There are quite a few elements to the film that will make any expert in US military practice cry. However, the central drama is intriguing enough to help convince the audience to suspend their disbelief, if only because the central premise – the fate of the entire world hinging on a single shouted conversation in a tiny submarine somewhere – is so damn intriguing. It’s a powerful little movie which works really well.

6 Responses

  1. I really love those cold war-set fictional conflict movies like Crimson Tides or the entire Jack Ryan series (The Hunt for Red October, Clear and Present Danger etc…). Indeed a great movie, well before Tony Scott turned into a hack.

    • I don’t know if I’d go that far. “Hack” seems harsh. But the nineties is where it’s at for Tony Scott.

  2. “Hack” implies Sommers, Bay-esque levels of badness.
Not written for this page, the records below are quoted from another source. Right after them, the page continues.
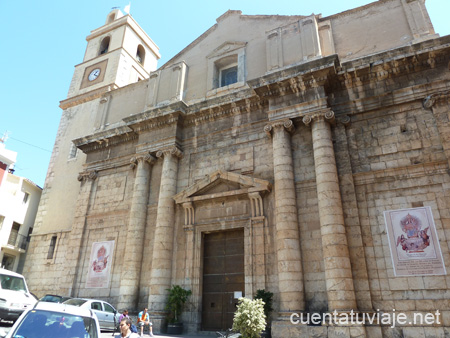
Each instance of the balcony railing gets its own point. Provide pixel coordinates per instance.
(17, 240)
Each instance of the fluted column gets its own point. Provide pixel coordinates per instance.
(131, 267)
(164, 231)
(290, 276)
(338, 273)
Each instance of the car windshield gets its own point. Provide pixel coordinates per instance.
(51, 298)
(75, 301)
(43, 324)
(12, 283)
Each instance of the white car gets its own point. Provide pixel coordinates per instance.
(55, 320)
(14, 295)
(107, 315)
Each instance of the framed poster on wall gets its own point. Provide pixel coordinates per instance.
(100, 264)
(413, 242)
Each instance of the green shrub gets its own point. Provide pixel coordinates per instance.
(249, 318)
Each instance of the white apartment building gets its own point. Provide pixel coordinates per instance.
(19, 200)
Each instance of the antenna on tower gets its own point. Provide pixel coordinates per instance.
(5, 136)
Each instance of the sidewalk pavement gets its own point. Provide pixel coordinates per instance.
(161, 335)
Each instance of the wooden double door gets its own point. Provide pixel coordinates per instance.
(223, 278)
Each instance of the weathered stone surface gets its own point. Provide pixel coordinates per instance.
(319, 135)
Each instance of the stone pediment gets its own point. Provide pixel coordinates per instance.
(222, 184)
(225, 48)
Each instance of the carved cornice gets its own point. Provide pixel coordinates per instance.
(219, 110)
(284, 124)
(105, 139)
(327, 115)
(141, 158)
(169, 151)
(152, 120)
(88, 175)
(296, 78)
(430, 100)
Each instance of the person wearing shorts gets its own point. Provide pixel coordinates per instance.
(144, 320)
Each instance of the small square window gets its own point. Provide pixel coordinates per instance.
(73, 151)
(228, 76)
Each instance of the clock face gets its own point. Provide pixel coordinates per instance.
(94, 74)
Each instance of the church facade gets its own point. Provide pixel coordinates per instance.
(304, 155)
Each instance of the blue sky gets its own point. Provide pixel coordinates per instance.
(42, 41)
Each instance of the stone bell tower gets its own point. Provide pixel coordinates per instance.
(117, 54)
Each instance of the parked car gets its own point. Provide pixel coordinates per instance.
(54, 299)
(15, 297)
(107, 315)
(46, 320)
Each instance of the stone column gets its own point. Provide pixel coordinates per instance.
(338, 272)
(290, 275)
(164, 232)
(131, 267)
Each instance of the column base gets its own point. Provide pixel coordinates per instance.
(159, 321)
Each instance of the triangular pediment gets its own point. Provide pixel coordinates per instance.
(225, 48)
(222, 184)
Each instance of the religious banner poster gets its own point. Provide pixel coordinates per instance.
(100, 265)
(415, 248)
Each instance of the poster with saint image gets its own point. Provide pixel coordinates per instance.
(100, 265)
(413, 242)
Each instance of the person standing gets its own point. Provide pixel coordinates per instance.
(124, 315)
(125, 329)
(144, 320)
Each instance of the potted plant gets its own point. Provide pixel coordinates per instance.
(249, 318)
(267, 298)
(175, 303)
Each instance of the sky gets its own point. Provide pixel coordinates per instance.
(42, 41)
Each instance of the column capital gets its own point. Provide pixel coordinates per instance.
(141, 158)
(279, 125)
(327, 115)
(430, 100)
(173, 150)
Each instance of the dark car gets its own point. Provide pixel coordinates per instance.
(54, 299)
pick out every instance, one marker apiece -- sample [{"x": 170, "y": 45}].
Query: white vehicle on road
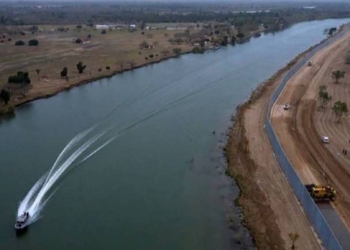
[
  {"x": 286, "y": 106},
  {"x": 325, "y": 139}
]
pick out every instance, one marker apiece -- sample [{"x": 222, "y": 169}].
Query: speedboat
[{"x": 21, "y": 221}]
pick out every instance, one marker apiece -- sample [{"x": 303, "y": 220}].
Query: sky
[{"x": 232, "y": 1}]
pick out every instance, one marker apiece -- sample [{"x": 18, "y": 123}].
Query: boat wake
[{"x": 87, "y": 143}]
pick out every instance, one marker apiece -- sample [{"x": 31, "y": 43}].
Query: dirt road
[
  {"x": 270, "y": 207},
  {"x": 300, "y": 128}
]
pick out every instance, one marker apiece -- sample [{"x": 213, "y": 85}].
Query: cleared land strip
[
  {"x": 271, "y": 209},
  {"x": 301, "y": 141}
]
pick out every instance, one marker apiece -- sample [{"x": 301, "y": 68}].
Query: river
[{"x": 160, "y": 184}]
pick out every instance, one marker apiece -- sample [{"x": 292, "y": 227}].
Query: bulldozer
[{"x": 321, "y": 193}]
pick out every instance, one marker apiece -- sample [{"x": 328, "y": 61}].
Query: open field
[
  {"x": 116, "y": 49},
  {"x": 271, "y": 209},
  {"x": 300, "y": 128}
]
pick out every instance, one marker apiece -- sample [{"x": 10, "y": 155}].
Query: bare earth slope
[
  {"x": 273, "y": 211},
  {"x": 300, "y": 128}
]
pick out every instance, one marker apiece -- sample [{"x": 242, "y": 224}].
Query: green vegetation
[
  {"x": 19, "y": 43},
  {"x": 33, "y": 42},
  {"x": 177, "y": 51},
  {"x": 21, "y": 78},
  {"x": 5, "y": 96},
  {"x": 340, "y": 109},
  {"x": 81, "y": 67},
  {"x": 64, "y": 72},
  {"x": 323, "y": 96},
  {"x": 198, "y": 50},
  {"x": 293, "y": 237},
  {"x": 338, "y": 75}
]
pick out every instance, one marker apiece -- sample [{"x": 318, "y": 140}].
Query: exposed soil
[
  {"x": 271, "y": 210},
  {"x": 56, "y": 50},
  {"x": 300, "y": 129}
]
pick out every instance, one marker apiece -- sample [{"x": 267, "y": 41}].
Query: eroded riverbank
[{"x": 270, "y": 208}]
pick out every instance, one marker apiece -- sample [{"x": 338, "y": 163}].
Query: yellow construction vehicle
[{"x": 321, "y": 193}]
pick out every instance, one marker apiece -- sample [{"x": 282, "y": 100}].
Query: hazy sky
[{"x": 242, "y": 1}]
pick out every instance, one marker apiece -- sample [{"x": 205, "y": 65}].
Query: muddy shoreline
[
  {"x": 10, "y": 108},
  {"x": 258, "y": 216}
]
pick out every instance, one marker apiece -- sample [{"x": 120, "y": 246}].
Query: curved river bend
[{"x": 160, "y": 184}]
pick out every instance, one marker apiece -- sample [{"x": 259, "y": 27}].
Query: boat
[{"x": 21, "y": 221}]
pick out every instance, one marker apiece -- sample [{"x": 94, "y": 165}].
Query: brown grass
[{"x": 57, "y": 50}]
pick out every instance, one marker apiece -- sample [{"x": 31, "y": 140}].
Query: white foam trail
[
  {"x": 73, "y": 154},
  {"x": 41, "y": 192}
]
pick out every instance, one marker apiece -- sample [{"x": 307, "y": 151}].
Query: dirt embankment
[
  {"x": 271, "y": 210},
  {"x": 300, "y": 129}
]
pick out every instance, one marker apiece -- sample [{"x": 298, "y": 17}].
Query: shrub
[
  {"x": 21, "y": 77},
  {"x": 33, "y": 42},
  {"x": 198, "y": 50},
  {"x": 19, "y": 43}
]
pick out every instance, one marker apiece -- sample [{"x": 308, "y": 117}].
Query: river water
[{"x": 160, "y": 184}]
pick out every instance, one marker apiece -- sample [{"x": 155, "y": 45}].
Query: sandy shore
[
  {"x": 47, "y": 89},
  {"x": 270, "y": 208}
]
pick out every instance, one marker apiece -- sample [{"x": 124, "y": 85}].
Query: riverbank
[
  {"x": 271, "y": 211},
  {"x": 67, "y": 85}
]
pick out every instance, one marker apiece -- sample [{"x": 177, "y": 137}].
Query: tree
[
  {"x": 19, "y": 43},
  {"x": 165, "y": 52},
  {"x": 144, "y": 45},
  {"x": 5, "y": 96},
  {"x": 33, "y": 42},
  {"x": 81, "y": 67},
  {"x": 240, "y": 35},
  {"x": 177, "y": 51},
  {"x": 78, "y": 41},
  {"x": 132, "y": 64},
  {"x": 142, "y": 25},
  {"x": 340, "y": 109},
  {"x": 337, "y": 75},
  {"x": 64, "y": 72},
  {"x": 347, "y": 58},
  {"x": 323, "y": 96},
  {"x": 293, "y": 237},
  {"x": 21, "y": 77}
]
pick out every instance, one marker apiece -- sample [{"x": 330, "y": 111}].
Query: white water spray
[{"x": 90, "y": 141}]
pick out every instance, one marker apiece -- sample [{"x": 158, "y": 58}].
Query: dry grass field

Tony Scott knows what he wants and doesn’t delve into the unnecessary.

    • I would deem 360 degree rotating pans around a little control booth in which Denzel Washington is sitting (Taking of Pelham 1 2 3) as unnecessary 😉

      • I love those Michael Bay rotating pans. Bonus points if the camera is looking up at our heroes and in slow motion.

    • I’d agree. Which is funny, because Crimson Tide looks like a movie that could descend into a Bay-style mess if pushed a little too far.